The first four terms of the series are given and we are asked to find the 999th term. If we see a pattern in a series(and we know at least two terms), can we not find the nth term?
Or did I not get the question correctly?
Hi
First four terms are given. But there is
no pattern given in the question. I know from the first four terms
there seems to be a pattern, but we cannot conclude that just by looking at the first four terms.
Eg, If we are given first three terms of a series as 3, 5, 7... we cannot conclude that next term would be 9. It might be 11 (series of prime numbers) or the fourth term might just be 10 (so no pattern).

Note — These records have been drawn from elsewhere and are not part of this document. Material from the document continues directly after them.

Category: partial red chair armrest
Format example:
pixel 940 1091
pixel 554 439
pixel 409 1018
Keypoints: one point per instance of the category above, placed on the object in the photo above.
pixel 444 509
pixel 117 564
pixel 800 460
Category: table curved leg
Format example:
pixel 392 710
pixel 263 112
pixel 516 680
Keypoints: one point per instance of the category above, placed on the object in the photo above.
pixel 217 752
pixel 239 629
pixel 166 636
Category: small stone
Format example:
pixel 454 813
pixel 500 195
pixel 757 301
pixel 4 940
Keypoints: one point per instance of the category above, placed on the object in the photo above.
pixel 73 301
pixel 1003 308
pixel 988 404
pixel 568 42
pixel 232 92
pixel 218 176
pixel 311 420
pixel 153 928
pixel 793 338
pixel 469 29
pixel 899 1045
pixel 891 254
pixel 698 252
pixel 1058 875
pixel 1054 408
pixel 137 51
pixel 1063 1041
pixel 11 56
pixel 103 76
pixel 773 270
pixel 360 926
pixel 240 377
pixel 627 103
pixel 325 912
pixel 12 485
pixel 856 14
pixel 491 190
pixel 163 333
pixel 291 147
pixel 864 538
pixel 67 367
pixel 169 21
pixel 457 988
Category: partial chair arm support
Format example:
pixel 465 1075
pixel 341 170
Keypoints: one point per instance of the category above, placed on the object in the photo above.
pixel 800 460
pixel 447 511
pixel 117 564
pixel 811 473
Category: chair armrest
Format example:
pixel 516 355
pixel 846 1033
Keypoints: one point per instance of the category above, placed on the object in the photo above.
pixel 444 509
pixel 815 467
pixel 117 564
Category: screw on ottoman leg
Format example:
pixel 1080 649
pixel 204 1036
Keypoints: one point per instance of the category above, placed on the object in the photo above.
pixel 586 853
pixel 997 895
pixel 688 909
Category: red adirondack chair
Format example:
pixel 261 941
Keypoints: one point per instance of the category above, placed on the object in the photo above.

A specific pattern is not necessary unless its specified in the question.
But the second statement generalises a pattern by specifying that x, the xth term of S is (x + 1)^2. So we can find the 999th term
Thanks for the response
I understand it's not an arithmetic series but when I look at the terms, I do find a pattern:
2^2, 3^2, 4^2, 5^2. Can I assume that the xth term is (x+1)^2 ?
Also, if I expand the terms:
4, 9, 16, 25. the common difference increases by 2. And if we apply this pattern, the 5th term is 25+11=36, which is equal to 6^2(5+1)^2.
Just trying to understand where I'm going wrong.
TIA
I understand where you are coming from. We have done those sort of questions. Given a series 1^2, 2^2, 3^2, 4^2.. then automatically the next thing which comes to mind is 5^2. It seems that there cannot be anything else, because from the first four terms, it seems that the pattern for each term is n^2.
But since this is a GMAT data sufficiency question, we cannot assume that would be the case. Its possible that i decide to make a series where the first four terms follow the rule n^2, next four terms follow (n+1)^2, next four terms follow (n+2)^2 and so on.. In that case the series will look like this:
1, 4, 9, 16, 36, 49, 64, 81, 121, 144,...
So how do we know that the given series (as per first statement) is not something like this. How do we know that ALL terms will follow n^2 or (n+1)^2?
That is what is specified only in second statement.